The Gist Fam said...

I know exactly how you feel! I'm just a few weeks ahead of you. While there are people around us who have known all along what we've been struggling through, the vast majority of our friends/acquaintances did not. Last week we publicly announced our pregnancy, including on facebook. The next day I started a 4-part series on my blog chronicling our story, and posted that link on facebook as well. We've had so many people share that they had no idea what we had gone through, and were so grateful to know our story. When people have congratulated me, I've usually said, "Thank you - we are thrilled, especially since it's been such a long road to get here." I feel like using that phrase I am able to let them know it's not as easy as they may think or have experienced themselves.

Melissa said...

I say, tell her what you are at ease with telling her.

And if she does just go around telling everyone what you and DH went through to have this miracle baby, maybe there is someone else on your block that is going through the same thing and needs to hear it.

Good luck today though :)

the misfit said...

Wow. I would totally want to make clear to everyone who congratulated me that I was not what they thought I was - just another girl who stopped taking the pill and got pregnant the next month - but someone who has been a billion times more open to life than anyone they know or can imagine, and has been put through the wringer and so far just has this one fragile pregnancy to show for it. But how do you say all that in response to a good-natured "congatulations"? Maybe a t-shirt would be the simplest way. Or maybe you can work it in when you have the opportunity of a more in-depth conversation. For me, the opportunity to tell the whole ugly truth would be way more tempting than the opportunity to keep my business private, but I know we all approach these experiences differently and I can certainly understand the perspective of those who don't want the world any further in their business than it would have been had they been healthy!

Trisha said...

It is hard and I still struggle with it.

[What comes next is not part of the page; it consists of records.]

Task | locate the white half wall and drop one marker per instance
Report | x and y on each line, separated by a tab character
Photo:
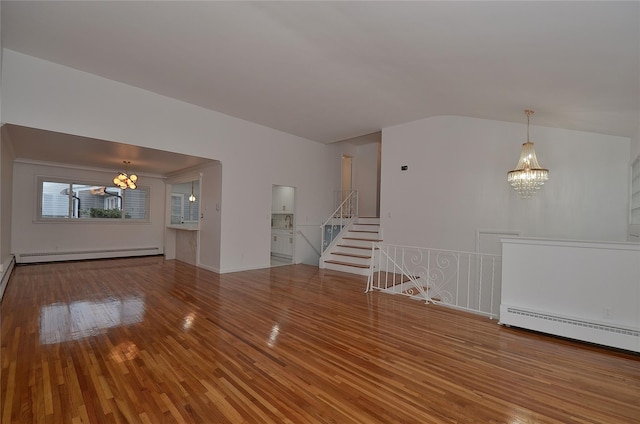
456	183
45	95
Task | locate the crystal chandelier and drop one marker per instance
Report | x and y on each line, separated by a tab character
528	176
125	181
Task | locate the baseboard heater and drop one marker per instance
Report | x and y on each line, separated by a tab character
606	334
54	256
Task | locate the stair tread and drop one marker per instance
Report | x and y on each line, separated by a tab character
359	238
354	247
352	255
346	264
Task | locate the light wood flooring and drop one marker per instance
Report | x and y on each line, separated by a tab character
144	340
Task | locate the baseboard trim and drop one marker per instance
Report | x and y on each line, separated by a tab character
6	274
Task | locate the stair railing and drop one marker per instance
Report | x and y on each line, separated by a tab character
344	214
468	281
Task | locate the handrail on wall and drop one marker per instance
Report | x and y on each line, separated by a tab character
346	212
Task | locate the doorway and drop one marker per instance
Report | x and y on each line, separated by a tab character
282	225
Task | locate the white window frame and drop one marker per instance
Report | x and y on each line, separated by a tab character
69	219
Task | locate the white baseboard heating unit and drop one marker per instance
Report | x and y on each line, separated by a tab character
587	291
54	256
573	328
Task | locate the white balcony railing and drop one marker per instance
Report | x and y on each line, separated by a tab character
462	280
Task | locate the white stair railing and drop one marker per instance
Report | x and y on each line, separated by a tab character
344	214
463	280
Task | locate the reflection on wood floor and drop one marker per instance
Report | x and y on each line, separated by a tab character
143	340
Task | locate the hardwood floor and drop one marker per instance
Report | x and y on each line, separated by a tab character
145	340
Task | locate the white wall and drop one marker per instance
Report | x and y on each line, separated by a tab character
366	176
30	236
456	183
45	95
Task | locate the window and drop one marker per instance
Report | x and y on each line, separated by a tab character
66	200
635	193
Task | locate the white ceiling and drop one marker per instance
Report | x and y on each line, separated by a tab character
33	144
329	71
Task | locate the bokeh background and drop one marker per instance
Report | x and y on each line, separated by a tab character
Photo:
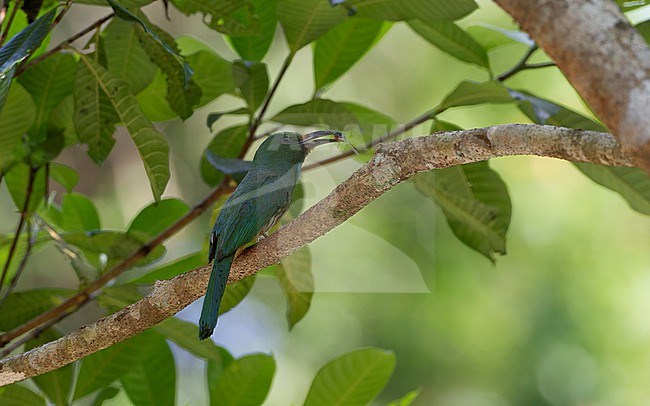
562	319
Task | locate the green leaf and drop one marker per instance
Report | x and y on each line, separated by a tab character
235	167
20	47
105	395
64	175
352	379
221	14
235	293
156	34
491	37
644	29
48	82
79	213
244	382
213	117
371	123
297	281
15	119
18	395
114	244
62	120
17	180
104	367
212	74
125	57
173	268
304	21
57	383
450	38
254	47
28	304
153	99
155	218
151	380
184	335
542	111
406	400
318	112
183	94
226	144
428	10
339	49
469	93
475	201
252	82
151	145
632	184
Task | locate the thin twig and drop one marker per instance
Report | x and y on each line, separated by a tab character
64	43
519	66
31	335
21	267
10	21
84	295
21	222
265	105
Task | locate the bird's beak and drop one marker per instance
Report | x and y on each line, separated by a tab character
312	140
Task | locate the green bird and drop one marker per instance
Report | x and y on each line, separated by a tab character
259	201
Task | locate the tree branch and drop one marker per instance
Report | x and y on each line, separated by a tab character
392	164
604	58
84	295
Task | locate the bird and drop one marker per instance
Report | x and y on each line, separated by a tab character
258	202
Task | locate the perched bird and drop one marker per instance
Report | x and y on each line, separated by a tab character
259	201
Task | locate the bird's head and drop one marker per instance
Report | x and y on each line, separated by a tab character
293	147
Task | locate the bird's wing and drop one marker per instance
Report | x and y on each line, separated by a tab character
249	212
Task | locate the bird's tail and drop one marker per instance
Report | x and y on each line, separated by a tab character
212	301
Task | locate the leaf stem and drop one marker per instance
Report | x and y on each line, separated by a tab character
64	43
10	21
83	296
21	222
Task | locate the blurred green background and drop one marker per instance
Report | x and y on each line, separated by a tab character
562	319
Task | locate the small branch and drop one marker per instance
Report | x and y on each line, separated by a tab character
21	267
604	58
29	336
10	21
519	66
64	43
84	295
21	222
265	105
393	163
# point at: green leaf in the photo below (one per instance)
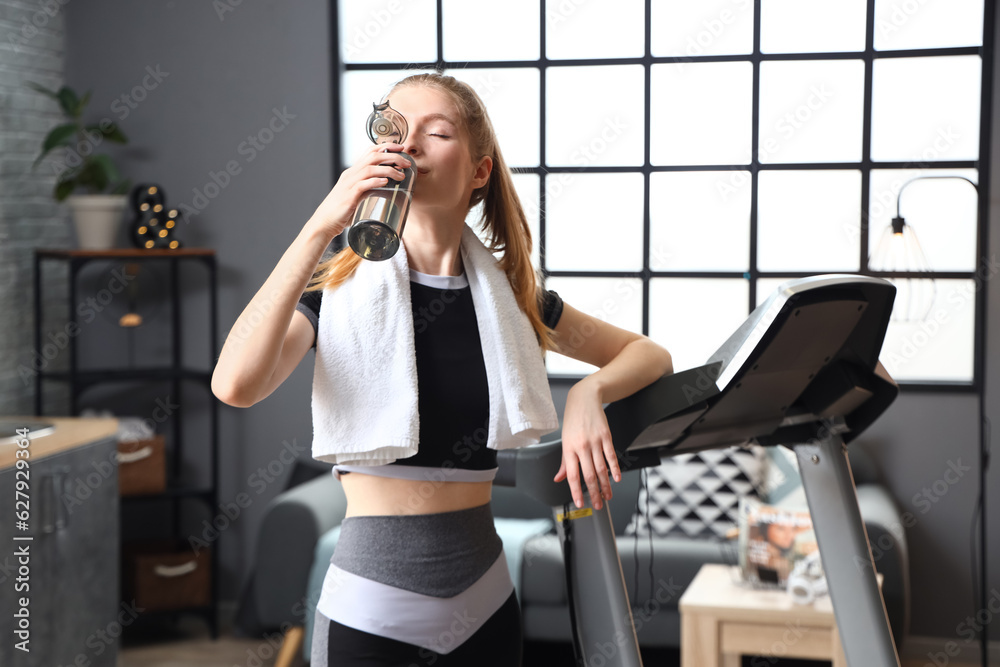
(61, 135)
(69, 101)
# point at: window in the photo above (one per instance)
(680, 160)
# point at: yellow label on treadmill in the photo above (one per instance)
(575, 514)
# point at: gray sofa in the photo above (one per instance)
(297, 519)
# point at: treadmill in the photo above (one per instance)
(801, 372)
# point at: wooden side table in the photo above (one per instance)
(722, 620)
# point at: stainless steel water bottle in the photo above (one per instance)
(377, 228)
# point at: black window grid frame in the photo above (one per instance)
(866, 165)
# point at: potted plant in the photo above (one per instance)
(97, 213)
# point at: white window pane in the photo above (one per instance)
(388, 31)
(594, 116)
(765, 286)
(595, 29)
(527, 186)
(812, 26)
(358, 91)
(693, 317)
(699, 221)
(811, 111)
(614, 300)
(511, 97)
(701, 113)
(593, 222)
(939, 348)
(941, 212)
(808, 220)
(926, 109)
(704, 28)
(927, 25)
(512, 26)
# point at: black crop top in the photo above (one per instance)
(453, 395)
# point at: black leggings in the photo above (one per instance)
(496, 644)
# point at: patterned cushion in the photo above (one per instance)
(697, 495)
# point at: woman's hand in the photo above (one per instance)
(587, 446)
(372, 170)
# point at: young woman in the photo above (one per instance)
(425, 583)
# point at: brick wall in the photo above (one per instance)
(32, 48)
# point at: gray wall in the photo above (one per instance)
(226, 74)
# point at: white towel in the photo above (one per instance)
(364, 400)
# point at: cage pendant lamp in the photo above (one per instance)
(899, 251)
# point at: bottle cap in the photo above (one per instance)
(386, 125)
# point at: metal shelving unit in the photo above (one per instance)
(174, 373)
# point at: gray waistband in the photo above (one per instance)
(439, 554)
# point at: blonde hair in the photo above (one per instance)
(503, 219)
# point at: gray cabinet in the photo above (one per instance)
(75, 613)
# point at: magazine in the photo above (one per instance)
(772, 541)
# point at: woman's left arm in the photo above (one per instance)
(627, 362)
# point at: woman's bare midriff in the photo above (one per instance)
(370, 495)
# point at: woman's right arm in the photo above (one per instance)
(253, 349)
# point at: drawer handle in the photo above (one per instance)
(138, 455)
(175, 570)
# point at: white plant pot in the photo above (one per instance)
(97, 219)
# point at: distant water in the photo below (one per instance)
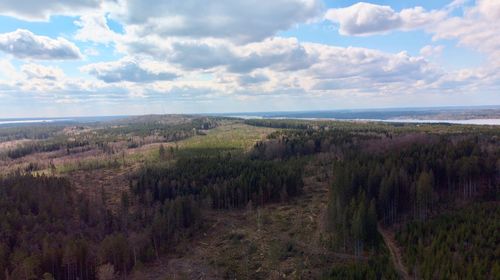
(72, 120)
(470, 122)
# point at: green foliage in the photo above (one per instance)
(228, 182)
(461, 244)
(375, 268)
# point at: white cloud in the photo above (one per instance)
(94, 28)
(430, 50)
(26, 45)
(41, 10)
(130, 70)
(283, 54)
(37, 71)
(240, 21)
(367, 19)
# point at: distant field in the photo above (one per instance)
(229, 137)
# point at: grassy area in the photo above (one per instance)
(229, 137)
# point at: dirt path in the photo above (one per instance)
(278, 241)
(395, 252)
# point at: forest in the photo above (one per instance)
(435, 187)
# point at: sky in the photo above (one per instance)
(130, 57)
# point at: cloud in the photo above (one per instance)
(26, 45)
(283, 54)
(37, 10)
(130, 70)
(94, 28)
(476, 29)
(37, 71)
(240, 21)
(368, 19)
(253, 79)
(430, 50)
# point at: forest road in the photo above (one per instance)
(395, 252)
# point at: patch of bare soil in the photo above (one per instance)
(279, 241)
(395, 251)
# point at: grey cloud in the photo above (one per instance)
(367, 19)
(24, 44)
(280, 56)
(127, 70)
(241, 21)
(253, 79)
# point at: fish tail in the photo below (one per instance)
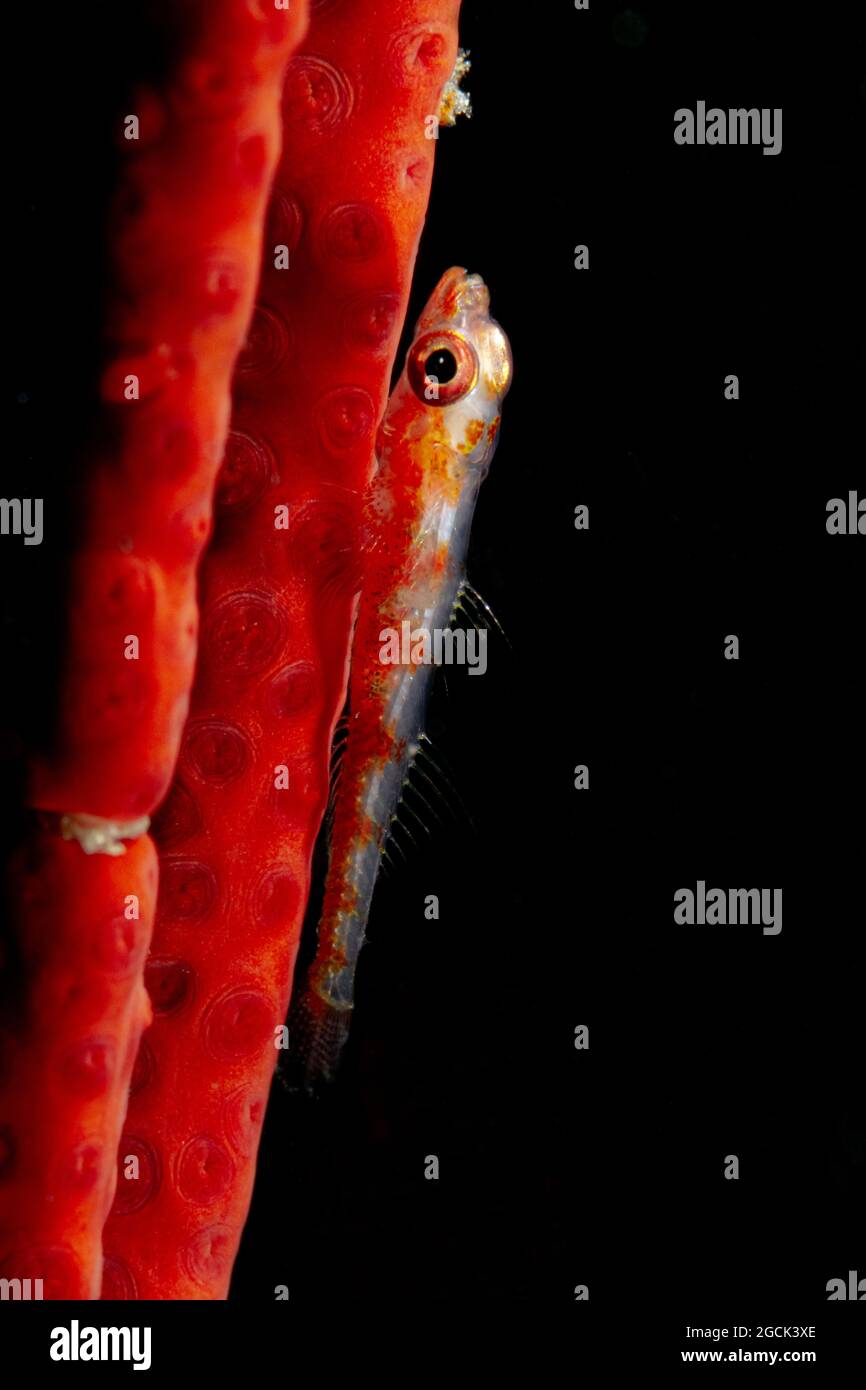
(317, 1034)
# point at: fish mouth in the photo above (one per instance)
(456, 296)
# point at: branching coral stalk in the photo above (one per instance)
(278, 591)
(198, 160)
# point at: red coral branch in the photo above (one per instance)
(186, 252)
(277, 595)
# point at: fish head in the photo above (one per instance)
(459, 369)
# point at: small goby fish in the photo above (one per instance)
(434, 448)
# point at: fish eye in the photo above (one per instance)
(442, 367)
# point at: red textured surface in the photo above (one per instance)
(277, 605)
(186, 241)
(186, 253)
(66, 1061)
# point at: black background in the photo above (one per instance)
(706, 517)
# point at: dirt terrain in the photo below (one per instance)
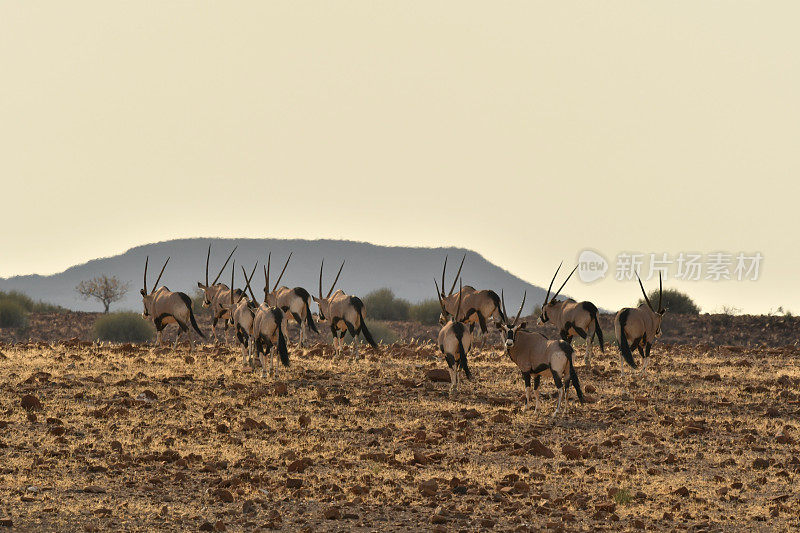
(122, 437)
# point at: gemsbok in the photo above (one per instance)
(534, 354)
(164, 306)
(269, 335)
(294, 302)
(344, 313)
(215, 295)
(638, 327)
(241, 313)
(572, 318)
(454, 341)
(477, 305)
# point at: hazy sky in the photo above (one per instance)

However, there are some people I've shared with and some that I won't. The main reason why I share is to hopefully be able to help someone who is going through the same thing we went through. You'll know when it's best for you to share. Hope you're feeling well!

Anonymous said...

You could start with, "After trying for 4 years, I am thrilled to announce..." or something like that. When we wrote our letter to the fam to announce our adoption, I wrote something to the effect that "we have been hoping to be parents for quite a few years now" and left it at that.
I love the t-shirt idea! If I ever get pregnant, I'm totally wearing one!

Anonymous said...

P.S. My BIL's family would be absolutely DISGUSTED if my sister were to get pregnant again (with their third child). Obviously, they weren't exactly the most understanding when she was trying for 3+ yrs for my nephew and then 6 yrs for my niece. Crazy, huh?
Your story about your MIL reminded me of that for some reason...

Becky said...

For me, it has been easier to be open about our struggle with infertility and now with our adoption journey. I figure it is more people praying and more people who will know what a miracle our son is. However, there are definitely people I have chosen not to be fully open with if I felt like I needed to guard myself a bit from them because of the type of person they seemed to be or if I was just feeling particularly vulnerable that day.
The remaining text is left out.